I'd also start with the two end frames, using mortise and tenon joinery with a panel in the middle. You could use solid wood for the panelling or buy veneered MDF sheets, with which you wouldn't need to allow for expansion or contraction. This would probably be the better option if you wanted a solid back panel. 6mm thick would be fine and you could always offset the grooves (or rebates) if you wanted to give the impression of thicker panels or reduce the width of the surrounding shoulder line.

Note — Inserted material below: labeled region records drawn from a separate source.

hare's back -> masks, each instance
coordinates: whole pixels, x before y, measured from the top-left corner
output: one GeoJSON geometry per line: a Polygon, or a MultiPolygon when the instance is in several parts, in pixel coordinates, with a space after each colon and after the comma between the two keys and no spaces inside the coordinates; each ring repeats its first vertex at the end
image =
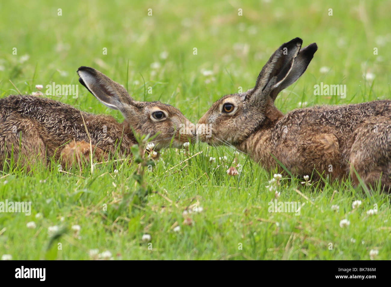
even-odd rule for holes
{"type": "Polygon", "coordinates": [[[300,129],[308,127],[315,130],[330,128],[336,132],[346,133],[354,130],[366,119],[384,116],[391,119],[391,100],[298,109],[287,113],[278,124],[300,129]]]}

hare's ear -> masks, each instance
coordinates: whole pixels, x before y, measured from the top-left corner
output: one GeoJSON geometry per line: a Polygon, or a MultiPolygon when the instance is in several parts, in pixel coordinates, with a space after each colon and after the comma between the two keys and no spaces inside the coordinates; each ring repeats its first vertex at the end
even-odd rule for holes
{"type": "Polygon", "coordinates": [[[273,53],[258,76],[252,97],[259,100],[268,94],[274,101],[282,90],[303,74],[317,47],[314,43],[300,50],[302,43],[301,39],[295,38],[273,53]]]}
{"type": "Polygon", "coordinates": [[[99,71],[82,66],[77,74],[80,83],[105,105],[123,114],[134,105],[135,101],[123,87],[99,71]]]}

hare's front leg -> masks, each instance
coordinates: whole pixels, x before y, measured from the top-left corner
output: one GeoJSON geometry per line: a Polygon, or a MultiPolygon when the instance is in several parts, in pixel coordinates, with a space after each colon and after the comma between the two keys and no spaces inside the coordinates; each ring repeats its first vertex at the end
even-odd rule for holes
{"type": "Polygon", "coordinates": [[[83,162],[90,161],[91,148],[92,160],[100,160],[107,159],[107,154],[101,148],[86,143],[84,141],[73,141],[65,146],[61,152],[61,161],[65,166],[70,167],[74,164],[81,166],[83,162]]]}
{"type": "Polygon", "coordinates": [[[353,133],[351,149],[350,176],[356,185],[360,181],[375,188],[391,187],[391,121],[384,118],[373,118],[363,123],[353,133]]]}

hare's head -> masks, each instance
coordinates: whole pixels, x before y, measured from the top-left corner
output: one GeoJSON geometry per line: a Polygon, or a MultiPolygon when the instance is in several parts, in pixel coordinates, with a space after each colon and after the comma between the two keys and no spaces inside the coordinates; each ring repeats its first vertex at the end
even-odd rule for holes
{"type": "Polygon", "coordinates": [[[300,49],[296,38],[270,57],[255,86],[242,94],[227,95],[215,102],[198,122],[198,139],[210,144],[237,145],[282,114],[274,106],[277,94],[303,74],[317,49],[313,43],[300,49]]]}
{"type": "Polygon", "coordinates": [[[119,110],[137,134],[155,136],[155,149],[181,147],[195,139],[194,128],[183,128],[194,124],[174,107],[158,101],[135,101],[121,85],[95,69],[81,67],[77,74],[79,82],[104,105],[119,110]]]}

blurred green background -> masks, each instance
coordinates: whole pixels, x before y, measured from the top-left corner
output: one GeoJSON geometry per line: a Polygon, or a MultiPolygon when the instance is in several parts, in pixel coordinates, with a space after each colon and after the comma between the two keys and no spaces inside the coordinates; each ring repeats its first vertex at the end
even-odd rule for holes
{"type": "MultiPolygon", "coordinates": [[[[300,80],[277,100],[283,112],[300,103],[389,98],[390,14],[389,0],[3,1],[0,88],[6,96],[17,93],[9,80],[22,93],[37,84],[44,92],[52,82],[78,84],[76,70],[89,66],[135,99],[160,99],[196,121],[221,96],[252,87],[272,53],[300,37],[319,49],[300,80]],[[152,94],[145,92],[144,81],[152,94]],[[321,82],[346,84],[346,98],[314,96],[321,82]]],[[[120,116],[79,88],[76,101],[53,97],[120,116]]]]}

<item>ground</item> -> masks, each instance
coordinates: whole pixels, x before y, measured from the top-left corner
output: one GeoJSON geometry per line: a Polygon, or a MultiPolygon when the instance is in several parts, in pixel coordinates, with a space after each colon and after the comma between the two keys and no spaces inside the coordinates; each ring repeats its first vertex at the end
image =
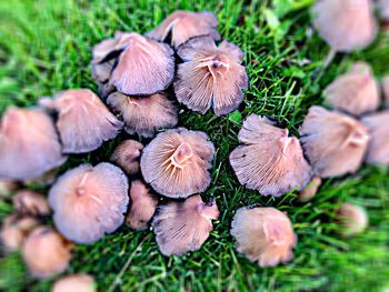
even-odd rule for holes
{"type": "MultiPolygon", "coordinates": [[[[182,258],[160,254],[152,232],[123,226],[89,246],[77,246],[67,273],[92,274],[100,291],[387,291],[389,289],[389,175],[385,168],[365,165],[357,174],[326,180],[315,200],[298,203],[296,192],[281,199],[242,188],[228,163],[237,145],[241,119],[250,113],[273,117],[298,134],[307,110],[322,103],[322,89],[356,60],[373,66],[380,78],[389,73],[389,33],[380,32],[365,51],[329,52],[311,28],[313,0],[275,1],[30,1],[0,2],[0,112],[11,104],[33,105],[39,97],[70,88],[97,90],[91,79],[91,47],[116,30],[146,33],[177,9],[210,10],[219,30],[245,51],[250,84],[239,111],[217,118],[181,107],[179,124],[207,132],[216,144],[212,183],[221,211],[200,251],[182,258]],[[345,201],[369,212],[370,226],[361,235],[337,235],[335,214],[345,201]],[[298,235],[295,260],[261,269],[235,251],[229,228],[235,211],[259,203],[286,211],[298,235]],[[116,285],[116,286],[114,286],[116,285]]],[[[90,161],[106,161],[126,135],[86,155],[73,155],[60,172],[90,161]]],[[[143,142],[147,142],[143,140],[143,142]]],[[[30,184],[29,188],[39,189],[30,184]]],[[[11,212],[0,202],[0,215],[11,212]]],[[[48,224],[51,222],[48,221],[48,224]]],[[[18,253],[0,259],[0,290],[48,291],[53,279],[28,276],[18,253]]]]}

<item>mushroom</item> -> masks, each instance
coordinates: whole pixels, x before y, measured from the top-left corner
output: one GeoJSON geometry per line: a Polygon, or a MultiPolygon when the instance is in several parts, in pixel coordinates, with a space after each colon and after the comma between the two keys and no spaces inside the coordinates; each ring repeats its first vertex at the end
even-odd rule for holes
{"type": "Polygon", "coordinates": [[[297,236],[289,218],[275,208],[240,208],[232,223],[236,249],[250,262],[275,266],[293,258],[297,236]]]}
{"type": "Polygon", "coordinates": [[[371,135],[366,161],[389,165],[389,110],[362,118],[371,135]]]}
{"type": "Polygon", "coordinates": [[[159,133],[144,149],[140,169],[147,183],[169,198],[203,192],[211,182],[213,143],[184,128],[159,133]]]}
{"type": "Polygon", "coordinates": [[[300,141],[316,175],[355,173],[369,142],[367,129],[353,118],[311,107],[300,129],[300,141]]]}
{"type": "Polygon", "coordinates": [[[114,150],[110,161],[121,168],[128,175],[139,172],[139,159],[143,145],[134,140],[122,141],[114,150]]]}
{"type": "Polygon", "coordinates": [[[210,36],[213,40],[219,40],[220,34],[217,31],[217,27],[218,19],[212,12],[179,10],[171,13],[147,36],[159,41],[166,41],[171,34],[171,46],[177,49],[193,37],[210,36]]]}
{"type": "Polygon", "coordinates": [[[34,191],[21,190],[12,198],[13,209],[20,214],[48,215],[49,203],[44,195],[34,191]]]}
{"type": "Polygon", "coordinates": [[[27,238],[22,256],[30,273],[47,279],[62,273],[71,259],[72,244],[48,226],[37,228],[27,238]]]}
{"type": "Polygon", "coordinates": [[[267,117],[250,114],[238,140],[241,144],[230,153],[230,163],[246,188],[280,197],[310,181],[311,169],[299,140],[267,117]]]}
{"type": "Polygon", "coordinates": [[[353,64],[350,72],[338,77],[326,89],[327,103],[335,108],[360,115],[375,111],[380,103],[379,85],[369,64],[353,64]]]}
{"type": "Polygon", "coordinates": [[[57,229],[77,243],[92,243],[124,221],[128,180],[113,164],[81,164],[62,174],[49,192],[57,229]]]}
{"type": "Polygon", "coordinates": [[[215,201],[203,203],[200,195],[160,205],[152,221],[158,246],[162,254],[182,255],[201,248],[212,231],[211,220],[219,210],[215,201]]]}
{"type": "Polygon", "coordinates": [[[54,99],[40,100],[41,105],[58,111],[59,130],[64,153],[86,153],[98,149],[123,127],[89,89],[59,92],[54,99]]]}
{"type": "Polygon", "coordinates": [[[226,40],[216,47],[206,36],[190,39],[177,53],[184,61],[178,66],[174,81],[179,102],[202,114],[212,107],[216,115],[239,107],[245,98],[242,90],[248,88],[239,47],[226,40]]]}
{"type": "Polygon", "coordinates": [[[38,178],[66,160],[48,114],[40,109],[6,110],[0,123],[0,178],[38,178]]]}
{"type": "Polygon", "coordinates": [[[126,217],[126,224],[134,230],[144,230],[156,212],[158,198],[140,180],[131,182],[131,205],[126,217]]]}
{"type": "Polygon", "coordinates": [[[114,92],[108,97],[107,103],[122,117],[129,134],[151,138],[157,131],[173,128],[178,122],[178,108],[162,93],[128,97],[114,92]]]}

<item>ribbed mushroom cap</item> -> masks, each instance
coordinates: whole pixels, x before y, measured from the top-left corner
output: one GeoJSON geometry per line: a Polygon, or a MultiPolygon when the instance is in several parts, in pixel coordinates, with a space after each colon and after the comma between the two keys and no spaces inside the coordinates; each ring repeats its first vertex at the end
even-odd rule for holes
{"type": "Polygon", "coordinates": [[[217,27],[218,19],[212,12],[176,11],[147,36],[164,41],[171,33],[171,44],[177,49],[193,37],[210,36],[213,40],[219,40],[217,27]]]}
{"type": "Polygon", "coordinates": [[[106,162],[67,171],[49,192],[59,232],[86,244],[116,231],[124,221],[128,202],[126,174],[106,162]]]}
{"type": "Polygon", "coordinates": [[[136,230],[147,229],[149,221],[156,212],[158,198],[140,180],[131,182],[131,205],[126,217],[126,224],[136,230]]]}
{"type": "Polygon", "coordinates": [[[326,100],[330,107],[356,115],[377,110],[380,92],[370,66],[356,63],[350,72],[338,77],[326,89],[326,100]]]}
{"type": "Polygon", "coordinates": [[[241,208],[231,223],[237,251],[260,266],[275,266],[293,258],[297,236],[289,218],[275,208],[241,208]]]}
{"type": "Polygon", "coordinates": [[[241,145],[230,153],[230,163],[246,188],[279,197],[310,181],[311,169],[299,140],[268,118],[250,114],[238,140],[241,145]]]}
{"type": "Polygon", "coordinates": [[[300,134],[307,159],[321,178],[358,171],[369,142],[369,133],[360,122],[321,107],[309,109],[300,134]]]}
{"type": "Polygon", "coordinates": [[[27,238],[23,260],[32,275],[47,279],[62,273],[71,259],[72,245],[51,228],[37,228],[27,238]]]}
{"type": "Polygon", "coordinates": [[[142,143],[134,140],[124,140],[113,150],[110,161],[121,168],[128,175],[134,175],[140,169],[139,160],[142,149],[142,143]]]}
{"type": "Polygon", "coordinates": [[[184,128],[168,130],[143,149],[140,169],[158,193],[187,198],[207,190],[213,153],[213,143],[206,133],[184,128]]]}
{"type": "Polygon", "coordinates": [[[89,89],[70,89],[42,99],[41,105],[58,111],[57,128],[64,153],[84,153],[98,149],[120,132],[120,122],[89,89]]]}
{"type": "Polygon", "coordinates": [[[211,220],[218,217],[217,204],[203,203],[198,194],[158,207],[152,228],[161,253],[170,256],[199,250],[213,229],[211,220]]]}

If you're adding doors, you'd also need to set the front edge of the shelf back by the thickness of the doors.


----------



## RobertMP (25 Apr 2010)

I made a corner TV cabinet from veneered MDF here if it is any help.


----------



## Bassbear81 (25 Apr 2010)

Thanks all, thats starting to make a bit more sense, Im not sure about using thick posts for the corners, it will sit in an alcove and I need to use all the width of it.

I like the look of having the door frame with a bead, how is this done?

Think I need to go and have a play on sketch up.


----------



## Chems (25 Apr 2010)

Rob, that TV is a brilliant build.

If your making it to fit in a space then you probably want to make the design more like the one rob linked to, instead of inset panels into chunky legs the end panel makes up the whole structure. You can then use pocket screws or biscuits as your construction method.


----------



## Bassbear81 (26 Apr 2010)

what are pocket screws?


----------



## OPJ (29 Apr 2010)

There are some images on Axminster's site, here, that may help to explain what they do and the type of jig you would require/how they work, etc.

They're a concealed type of fixing where cramps are not required (once the screws go in). They will be visible from the inside but they are great for carcase constructions (no clamps, etc.).

You'd have to invest in the jig and accessories but, if you could live with them being visible inside (or, buy the special plugs to hide the screws), they may be ideal. Otherwise, you'd need a biscuit jointer and X-number of sash cramps (if you don't already have those).


----------



## Dibs-h (7 May 2010)

Domino, domino - go on, get one. You know you want one!


----------